In February 2013, the FASB issued ASU 2013-02, "Comprehensive Income (Topic 220): Reporting of Amounts Reclassified Out of Accumulated Other Comprehensive Income," which requires entities to provide information about the amounts reclassified out of accumulated other comprehensive income by component. In addition, entities are required to present, either on the face of the statement where net income is presented or in the notes, significant amounts reclassified out of accumulated other comprehensive income by the respective line items of net income but only if the amount reclassified is required under U.S. GAAP to be reclassified to net income in its entirety in the same reporting period. For other amounts that are not required under U.S. GAAP to be reclassified in their entirety to net income, entities are required to cross-reference to other disclosures required under U.S. GAAP that provide additional detail on these amounts. This ASU is effective prospectively for reporting periods beginning after December 15, 2012, which for us was December 31, 2012, the first day of our 2013 fiscal year. Any required changes in presentation requirements and disclosures have been included in our Consolidated Financial Statements beginning with the first quarter ended March 31, 2013. The adoption of this standard has not had a material effect on our Consolidated Results of Operations and Financial Condition.

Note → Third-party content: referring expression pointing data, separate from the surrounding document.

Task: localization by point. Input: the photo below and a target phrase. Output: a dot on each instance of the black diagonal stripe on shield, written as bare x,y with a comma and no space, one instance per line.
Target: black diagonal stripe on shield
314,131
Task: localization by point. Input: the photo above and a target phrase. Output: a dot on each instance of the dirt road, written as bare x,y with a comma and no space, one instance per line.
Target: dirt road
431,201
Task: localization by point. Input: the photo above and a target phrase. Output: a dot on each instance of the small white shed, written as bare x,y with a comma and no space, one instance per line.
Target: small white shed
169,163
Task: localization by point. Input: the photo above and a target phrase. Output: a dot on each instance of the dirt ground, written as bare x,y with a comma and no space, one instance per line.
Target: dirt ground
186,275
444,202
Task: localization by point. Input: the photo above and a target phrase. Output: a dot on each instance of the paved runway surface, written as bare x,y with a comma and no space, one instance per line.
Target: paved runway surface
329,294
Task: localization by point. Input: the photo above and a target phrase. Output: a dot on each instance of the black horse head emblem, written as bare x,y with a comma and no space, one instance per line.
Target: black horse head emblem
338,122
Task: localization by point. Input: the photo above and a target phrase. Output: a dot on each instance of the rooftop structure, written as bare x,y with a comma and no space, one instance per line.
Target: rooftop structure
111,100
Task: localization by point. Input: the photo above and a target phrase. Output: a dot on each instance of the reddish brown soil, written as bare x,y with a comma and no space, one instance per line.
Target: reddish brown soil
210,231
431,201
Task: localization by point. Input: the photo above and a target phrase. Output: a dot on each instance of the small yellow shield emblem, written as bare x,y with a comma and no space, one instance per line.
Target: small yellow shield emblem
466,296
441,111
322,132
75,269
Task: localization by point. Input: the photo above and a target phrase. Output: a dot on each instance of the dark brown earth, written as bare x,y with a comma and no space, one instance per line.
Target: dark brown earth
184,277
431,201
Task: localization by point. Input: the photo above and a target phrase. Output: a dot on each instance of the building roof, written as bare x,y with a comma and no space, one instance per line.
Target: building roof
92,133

New Accounting Pronouncements and Other Standards

In December 2011, the FASB issued ASU 2011-11, "Balance Sheet – Disclosures about Offsetting Assets and Liabilities (Topic 210-20)," (ASU 2011-11). ASU 2011-11 requires an entity to disclose information about offsetting and related arrangements to enable users of its financial statements to understand the effect of those arrangements on its financial position. ASU 2011-11 is effective for fiscal years beginning on or after January 1, 2013, with retrospective application for all comparable periods presented. The adoption of this standard is not expected to have a material effect on our Consolidated Results of Operations and Financial Condition.

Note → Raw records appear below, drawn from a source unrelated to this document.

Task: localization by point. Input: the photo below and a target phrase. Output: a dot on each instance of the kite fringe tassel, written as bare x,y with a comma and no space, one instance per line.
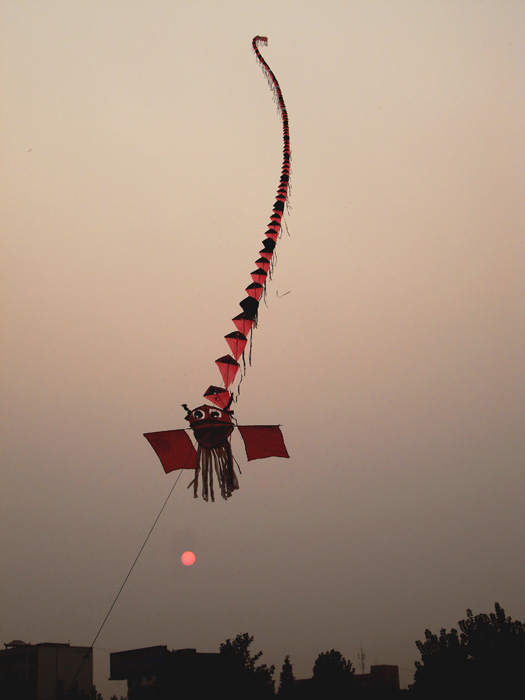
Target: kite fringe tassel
219,460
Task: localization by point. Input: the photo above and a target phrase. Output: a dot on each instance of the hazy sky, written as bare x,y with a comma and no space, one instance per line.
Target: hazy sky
140,154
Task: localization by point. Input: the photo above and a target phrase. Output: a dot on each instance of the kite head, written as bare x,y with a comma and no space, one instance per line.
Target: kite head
211,426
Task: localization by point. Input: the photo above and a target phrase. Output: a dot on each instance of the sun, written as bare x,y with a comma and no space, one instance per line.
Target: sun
188,558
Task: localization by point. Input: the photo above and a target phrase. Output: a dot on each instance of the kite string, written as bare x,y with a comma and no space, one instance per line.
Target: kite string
136,560
125,580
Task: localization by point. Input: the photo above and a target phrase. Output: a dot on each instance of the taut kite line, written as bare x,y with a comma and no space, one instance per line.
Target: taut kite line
212,426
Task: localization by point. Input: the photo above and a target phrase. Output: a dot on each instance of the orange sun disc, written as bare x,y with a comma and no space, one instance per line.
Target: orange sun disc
188,558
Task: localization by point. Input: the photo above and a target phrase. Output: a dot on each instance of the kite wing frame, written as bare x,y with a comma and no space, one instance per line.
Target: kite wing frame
262,441
174,448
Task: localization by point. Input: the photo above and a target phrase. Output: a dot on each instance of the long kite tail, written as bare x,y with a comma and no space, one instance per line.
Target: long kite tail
247,319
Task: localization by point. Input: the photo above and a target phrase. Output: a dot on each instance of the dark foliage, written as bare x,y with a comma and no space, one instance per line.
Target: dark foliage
333,675
286,680
256,681
486,658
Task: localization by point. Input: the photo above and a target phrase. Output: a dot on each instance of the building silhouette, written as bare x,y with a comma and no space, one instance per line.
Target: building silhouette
155,673
45,671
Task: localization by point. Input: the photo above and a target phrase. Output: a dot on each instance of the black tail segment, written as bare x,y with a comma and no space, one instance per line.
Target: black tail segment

In February 2013, the FASB issued ASU 2013-04, “Obligations Resulting From Joint and Several Liability Arrangements for Which the Total Amount of the Obligation is Fixed at the Reporting Date,” (ASU 2013-04). The update requires an entity to measure obligations resulting from joint and several liability arrangements for which the total amount of the obligation is fixed as of the reporting date as the sum of the obligation the entity agreed to pay among its co-obligors and any additional amount the entity expects to pay on behalf of its co-obligors. This ASU is effective for annual and interim periods beginning after December 15, 2013 and is required to be applied retrospectively to all prior periods presented for those obligations that existed upon adoption of the ASU. The adoption of this standard is not expected to have a material effect on our Consolidated Results of Operations and Financial Condition.

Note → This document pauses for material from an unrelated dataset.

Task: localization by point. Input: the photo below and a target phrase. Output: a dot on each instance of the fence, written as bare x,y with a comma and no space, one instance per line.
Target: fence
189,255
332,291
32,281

In March 2013, the FASB issued ASU 2013-05, “Parent's Accounting for the Cumulative Translation Adjustment upon Derecognition of Certain Subsidiaries or Groups of Assets within a Foreign Entity or of an Investment in a Foreign Entity,” (ASU 2013-05). The update clarifies that complete or substantially complete liquidation of a foreign entity is required to release the cumulative translation adjustment ("CTA") for transactions occurring within a foreign entity. However, transactions impacting investments in a foreign entity may result in a full or partial release of CTA even though complete or substantially complete liquidation of the foreign entity has not occurred. Furthermore, for transactions involving step acquisitions, the CTA associated with the previous equity-method investment will be fully released when control is obtained and consolidation occurs. This ASU is effective for fiscal years beginning after December 15, 2013. We will apply the guidance prospectively to derecognition events occurring after the effective date. The adoption of this standard is not expected to have a material effect on our Consolidated Results of Operations and Financial Condition.